Richard Wagner is not frequently performed at the Teatro dell’Opera of Rome, which is why the 2016-17 Season is going to open with Tristan und Isolde. This has the feel of a special occasion which gives the Teatro dell’Opera a musical prestige worthy of a modern European theatre. For the first time on the podium of the Teatro Costanzi, Daniele Gatti will conduct a musical co-production with the Théâtre des Champs-Élysées. The French-Lebanese Pierre Audi is the director.
Tristan und Isolde was written between 1857 and 1859 by Richard Wagner. It was first performed in Monaco in 1865. This three acts masterpiece, is based on a libretto by Wagner himself, the opera is a landmark in music history. All the drama in Tristan und Isolde focuses on love and death. From the first act, the two young lovers are attracted to each other, they are aware of their destiny, their passion will eventually lead them to deaths.
The staging of Pierre Audi, is essential and elegant. The evocative lighting design by Jean Kalman, focusses more on the setting and the atmosphere rather than on the characters: at the centre there is the relationship between reality and the metaphysical, in a world where the line between reality and fantasy is never clear. The stage settings by Christof Hetzer evoke the marine universe, it is a cold set with rocks, petrified whale’s bones and the careening of a ship. All elements of the scene move towards an almost abstract space, where eros, which is the focal point of the whole work, never turns into passion between the two lovers. They are thrown in another dimension, where the metaphysics fits perfectly with the musical language.

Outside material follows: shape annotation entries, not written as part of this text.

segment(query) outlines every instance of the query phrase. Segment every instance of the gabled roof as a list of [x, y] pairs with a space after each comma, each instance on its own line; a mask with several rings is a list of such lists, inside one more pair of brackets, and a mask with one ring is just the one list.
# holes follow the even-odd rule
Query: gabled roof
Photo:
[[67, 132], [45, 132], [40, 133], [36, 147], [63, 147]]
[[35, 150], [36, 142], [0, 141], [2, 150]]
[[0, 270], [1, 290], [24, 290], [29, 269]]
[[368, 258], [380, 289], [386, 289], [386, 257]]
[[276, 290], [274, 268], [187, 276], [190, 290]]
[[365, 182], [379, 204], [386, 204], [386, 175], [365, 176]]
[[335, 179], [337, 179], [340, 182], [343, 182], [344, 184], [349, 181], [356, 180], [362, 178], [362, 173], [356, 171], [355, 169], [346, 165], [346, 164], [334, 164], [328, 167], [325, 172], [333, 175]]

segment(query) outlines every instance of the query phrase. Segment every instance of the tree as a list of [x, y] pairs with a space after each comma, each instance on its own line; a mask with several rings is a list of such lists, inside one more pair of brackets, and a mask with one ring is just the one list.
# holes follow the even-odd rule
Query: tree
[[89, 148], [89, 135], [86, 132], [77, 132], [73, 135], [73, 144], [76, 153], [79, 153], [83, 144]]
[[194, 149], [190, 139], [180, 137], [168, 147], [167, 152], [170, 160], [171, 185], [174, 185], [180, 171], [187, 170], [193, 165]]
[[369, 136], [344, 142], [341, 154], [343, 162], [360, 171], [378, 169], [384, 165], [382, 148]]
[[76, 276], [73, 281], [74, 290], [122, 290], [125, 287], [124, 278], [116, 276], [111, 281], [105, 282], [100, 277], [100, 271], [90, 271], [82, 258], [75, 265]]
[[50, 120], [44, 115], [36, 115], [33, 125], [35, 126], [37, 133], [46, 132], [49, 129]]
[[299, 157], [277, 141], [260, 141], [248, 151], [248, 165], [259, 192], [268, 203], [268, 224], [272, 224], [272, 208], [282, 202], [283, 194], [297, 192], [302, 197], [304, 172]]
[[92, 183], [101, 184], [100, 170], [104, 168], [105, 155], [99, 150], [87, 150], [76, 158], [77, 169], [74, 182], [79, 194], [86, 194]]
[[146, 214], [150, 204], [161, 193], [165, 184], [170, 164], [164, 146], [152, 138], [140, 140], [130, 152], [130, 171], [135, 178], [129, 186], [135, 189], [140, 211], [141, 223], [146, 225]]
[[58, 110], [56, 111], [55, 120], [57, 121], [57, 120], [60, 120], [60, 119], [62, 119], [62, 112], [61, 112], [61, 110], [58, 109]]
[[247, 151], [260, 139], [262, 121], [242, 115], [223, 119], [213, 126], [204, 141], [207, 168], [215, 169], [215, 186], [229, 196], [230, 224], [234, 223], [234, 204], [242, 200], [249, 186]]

“Directing Wagner is a joy for the body and the mind” – says Daniele Gatti – “It is an intimate music drama that enhances the acting and the use of light. I am not interested in the ornaments” “In the first act we have the bulkheads of a ship’s hull, in the second some whale’s teeth, in the third we have something similar to a sarcophagus in a corner. But there are also strong elements in it. Melot, the king’s courtier is old and cripple, his evilness is revealed by his deformity. Tristan and Isolde never touch each other. They touch only each others’ forehead. Their love is a metaphysical one, it is transformed into a sensation that he is unable to explain. The two lovers are on a different level, and the musical language matches this separation. It is not only the chromatic language that leads to the exasperations.”